Dharshana Gamage

Personal information
- Full name: Hewawasam Gamage Dharshana Nayanakantha
- Born: 2 March 1979 (age 47) Colombo, Sri Lanka
- Height: 6 ft 1 in (185 cm)
- Batting: Right-handed
- Bowling: Right-arm fast-medium
- Role: Bowler

International information
- National side: Sri Lanka (2003);
- ODI debut (cap 116): 13 May 2003 v New Zealand
- Last ODI: 11 June 2003 v West Indies

Career statistics
| Competition | ODI | FC | LA | T20 |
| Matches | 3 | 101 | 73 | 10 |
| Runs scored | 3 | 660 | 153 | 49 |
| Batting average | 3.00 | 7.50 | 5.66 | 16.33 |
| 100s/50s | 0/0 | 0/0 | 0/0 | 0/0 |
| Top score | 2* | 40 | 28 | 17* |
| Balls bowled | 95 | 11,216 | 2894 | 193 |
| Wickets | 2 | 249 | 91 | 8 |
| Bowling average | 41.50 | 26.46 | 23.71 | 28.12 |
| 5 wickets in innings | 0 | 6 | 0 | 0 |
| 10 wickets in match | 0 | 0 | 0 | 0 |
| Best bowling | 1/26 | 5/37 | 4/14 | 2/16 |
| Catches/stumpings | 2/– | 27/– | 17/– | 1/– |
- Source: Cricinfo, 9 July 2021

= Dharshana Gamage =

Sri Lankan cricketer (born 1979)

Hewawasam Gamage Dharshana Nayanakantha (born 2 March 1979), either spelt as Dharshana Nayanakantha or Dharshana Gamage, is a former Sri Lankan cricketer. He is a right-handed batsman and a right-arm medium-fast bowler. He studied at the Prince of Wales' College, Moratuwa. He is currently serving as the assistant coach of Sri Lanka Emerging cricket team.

== Career ==
He made his first-class debut playing for Sinhalese Sports Club in the 1998/99 Premier Trophy. He also played for Worcestershire as an overseas player in county cricket in England.
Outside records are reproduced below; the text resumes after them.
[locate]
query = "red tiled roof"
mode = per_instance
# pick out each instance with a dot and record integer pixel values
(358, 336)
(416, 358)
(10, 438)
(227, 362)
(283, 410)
In April 2003, Dharshana received his maiden callup to the national team as he was surprisingly included in the squad as an injury replacement for Chaminda Vaas who was ruled out from the remainder of the Cherry Blossom Sharjah Cup 2003. However, he did not play in any of the matches. He made his ODI debut against New Zealand on 13 May 2003 at Dambulla during the 2003 Bank Alfalah Cup.

He made his Twenty20 debut on 17 August 2004, for Bloomfield Cricket and Athletic Club in the 2004 SLC Twenty20 Tournament.